神代 藍鈴(おうとも! 姉上、お手伝いします!)

〇ケーキ屋
  チャラ男はまだ諦めていない。
  シファはキレている。
  ・・・そして、ついに。恐れていた時が来た。スンッと表情が抜けて、シファの周りに不穏な空気が漂い始めて──
神代 藍鈴「やめろルシファー」
  ──ルシファーに対して、逆らうことの出来ない絶対的な命令が下さられた。
  彼に拒否権など、初めからありはしない。
  主の命。
  それは彼にとっては福音でありながらも、その身を蝕む甘い毒でもある。
  故に、彼の返事は・・・
シファ「はい・・・! アイリスの、望むままに」
  だけであり・・・驚き、状況についていけないのはチャラ男だけである。
神代 藍鈴「それじゃあ、お姉ちゃんや。 シファさんにちゃんと注意しといてね!」
  「健闘を祈る!」・・・と言い残して、本人はチャラ男を引っ掴んで一瞬にして姿を消した。

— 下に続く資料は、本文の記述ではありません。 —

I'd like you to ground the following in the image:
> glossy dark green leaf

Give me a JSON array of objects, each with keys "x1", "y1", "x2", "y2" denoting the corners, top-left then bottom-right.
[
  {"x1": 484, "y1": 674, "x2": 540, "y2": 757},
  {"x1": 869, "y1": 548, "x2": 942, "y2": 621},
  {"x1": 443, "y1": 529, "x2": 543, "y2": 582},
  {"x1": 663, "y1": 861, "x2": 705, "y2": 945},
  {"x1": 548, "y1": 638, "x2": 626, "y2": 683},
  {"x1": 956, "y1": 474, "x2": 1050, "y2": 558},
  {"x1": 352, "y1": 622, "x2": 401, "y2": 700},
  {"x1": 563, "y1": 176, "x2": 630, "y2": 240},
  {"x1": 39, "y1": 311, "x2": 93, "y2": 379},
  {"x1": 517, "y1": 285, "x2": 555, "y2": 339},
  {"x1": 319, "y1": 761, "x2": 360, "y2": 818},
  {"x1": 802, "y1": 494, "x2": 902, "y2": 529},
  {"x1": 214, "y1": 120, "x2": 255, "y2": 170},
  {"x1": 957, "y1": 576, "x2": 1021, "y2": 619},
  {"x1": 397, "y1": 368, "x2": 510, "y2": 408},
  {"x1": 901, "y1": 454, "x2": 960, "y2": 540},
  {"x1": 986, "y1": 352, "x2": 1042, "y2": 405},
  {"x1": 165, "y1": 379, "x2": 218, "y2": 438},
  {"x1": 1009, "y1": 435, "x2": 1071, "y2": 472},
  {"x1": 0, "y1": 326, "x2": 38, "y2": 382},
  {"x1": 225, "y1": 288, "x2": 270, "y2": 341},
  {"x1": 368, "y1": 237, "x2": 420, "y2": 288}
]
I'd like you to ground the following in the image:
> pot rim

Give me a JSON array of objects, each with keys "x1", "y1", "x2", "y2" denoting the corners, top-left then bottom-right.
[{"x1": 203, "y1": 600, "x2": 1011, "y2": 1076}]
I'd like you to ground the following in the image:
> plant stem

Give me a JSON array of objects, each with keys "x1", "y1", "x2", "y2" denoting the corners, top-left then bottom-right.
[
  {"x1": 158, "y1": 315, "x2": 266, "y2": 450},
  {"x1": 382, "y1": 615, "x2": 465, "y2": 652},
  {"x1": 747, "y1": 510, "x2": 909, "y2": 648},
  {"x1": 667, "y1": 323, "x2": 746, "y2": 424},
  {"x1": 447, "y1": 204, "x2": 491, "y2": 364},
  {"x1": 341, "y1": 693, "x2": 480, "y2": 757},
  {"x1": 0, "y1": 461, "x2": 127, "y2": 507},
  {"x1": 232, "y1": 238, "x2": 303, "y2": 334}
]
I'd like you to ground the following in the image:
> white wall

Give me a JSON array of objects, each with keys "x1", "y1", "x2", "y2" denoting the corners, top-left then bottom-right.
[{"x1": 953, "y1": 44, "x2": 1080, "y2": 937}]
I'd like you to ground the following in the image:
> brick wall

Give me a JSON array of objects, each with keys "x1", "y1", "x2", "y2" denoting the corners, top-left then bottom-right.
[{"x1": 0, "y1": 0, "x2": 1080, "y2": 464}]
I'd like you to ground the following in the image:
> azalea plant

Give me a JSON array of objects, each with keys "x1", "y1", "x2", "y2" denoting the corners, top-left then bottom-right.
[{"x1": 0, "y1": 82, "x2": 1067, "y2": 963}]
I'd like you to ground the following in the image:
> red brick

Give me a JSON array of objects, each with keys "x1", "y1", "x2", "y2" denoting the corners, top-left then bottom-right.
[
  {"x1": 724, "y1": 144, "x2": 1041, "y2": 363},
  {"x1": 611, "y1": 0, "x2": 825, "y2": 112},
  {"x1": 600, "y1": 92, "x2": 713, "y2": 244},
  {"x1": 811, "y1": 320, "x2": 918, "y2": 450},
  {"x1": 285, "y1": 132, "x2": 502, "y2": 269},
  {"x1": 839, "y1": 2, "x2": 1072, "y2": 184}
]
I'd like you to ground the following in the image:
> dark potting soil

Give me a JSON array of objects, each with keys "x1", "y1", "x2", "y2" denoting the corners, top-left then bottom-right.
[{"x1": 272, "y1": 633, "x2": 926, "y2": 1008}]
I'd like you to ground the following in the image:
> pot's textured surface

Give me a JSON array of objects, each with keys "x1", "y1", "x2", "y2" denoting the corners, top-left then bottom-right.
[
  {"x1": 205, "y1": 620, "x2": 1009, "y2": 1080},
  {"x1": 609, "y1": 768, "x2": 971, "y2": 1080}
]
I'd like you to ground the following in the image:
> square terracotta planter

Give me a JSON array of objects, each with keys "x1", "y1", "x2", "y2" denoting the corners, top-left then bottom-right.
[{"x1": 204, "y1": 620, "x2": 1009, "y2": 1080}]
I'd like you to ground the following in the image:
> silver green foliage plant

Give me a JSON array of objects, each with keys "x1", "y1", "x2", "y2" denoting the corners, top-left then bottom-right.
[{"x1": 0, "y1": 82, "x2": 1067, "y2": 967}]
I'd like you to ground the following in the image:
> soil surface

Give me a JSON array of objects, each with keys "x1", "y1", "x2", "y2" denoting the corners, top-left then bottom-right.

  後に残ったのは、幸せですと顔に書いてあるかのように上機嫌のルシファーと・・・
  弟がスピード解決したことにより、出番がなくなり、少し混乱しているユウナだけだった。

〇海辺
  少年に引っ張られて、つい反射的に目をつぶったチャラ男が、次に目を開いたときには一面の海が広がっていた。
  先程までとは異なる景色。
  幻想的で、儚げで・・・それなのにどこか不気味な雰囲気の場所。
チャラ男「は?・・・なんだよコレ・・・・・」
「海も知らないの?」
  混乱するチャラ男の前に現れたのは、ひと目で人では無いと分かるほどの美貌の持ち主・・・アイリスである。
チャラ男「・・・天女?」
アイリス・インフィニティクラウン「天女て・・・。僕、一応男なんだが・・・?」
チャラ男「お、おと・・・こ?」
アイリス・インフィニティクラウン「うん。ついでにさっき君が撮ろうとしてた少年だよ」
チャラ男「なん・・・だと」
  「グッバイ、オレの一目惚れ」とか、言ってるチャラ男を無視してアイリスは言う。
アイリス・インフィニティクラウン「えーっと・・・なんかゴメンね?」
アイリス・インフィニティクラウン「このままだと可哀想だし、君の願い叶えたげるよ」
チャラ男「願い・・・?」
アイリス・インフィニティクラウン「僕は、夢を司る神だからね」
チャラ男「・・・・・・」
チャラ男「・・・神様!?」
アイリス・インフィニティクラウン「そうそう、神様! 拝んでもいいよ?」
チャラ男「神様・・・神様?」
アイリス・インフィニティクラウン「疑問系はやめて?!」
アイリス・インフィニティクラウン「誰がなんと言おうとも、神様だから!!」
チャラ男「・・・願いって何でもいいの?つーか、ホントに叶うの?」
アイリス・インフィニティクラウン「はぁ・・・周りを見てから言ってるの?」
チャラ男「周り?周りって、もしかしてこの海のことか?」
アイリス・インフィニティクラウン「これ、僕が創った空間だからね?つまりは、それぐらいの力があるってことだよ」
チャラ男「作った!?え?!作れるの!?空間を!?」
アイリス・インフィニティクラウン「うん」
  アイリスは疲れた顔をしている。
  ・・・「説明面倒くさい」と顔に書いてあるかのようだ。それはもう、くっきり、はっきりと。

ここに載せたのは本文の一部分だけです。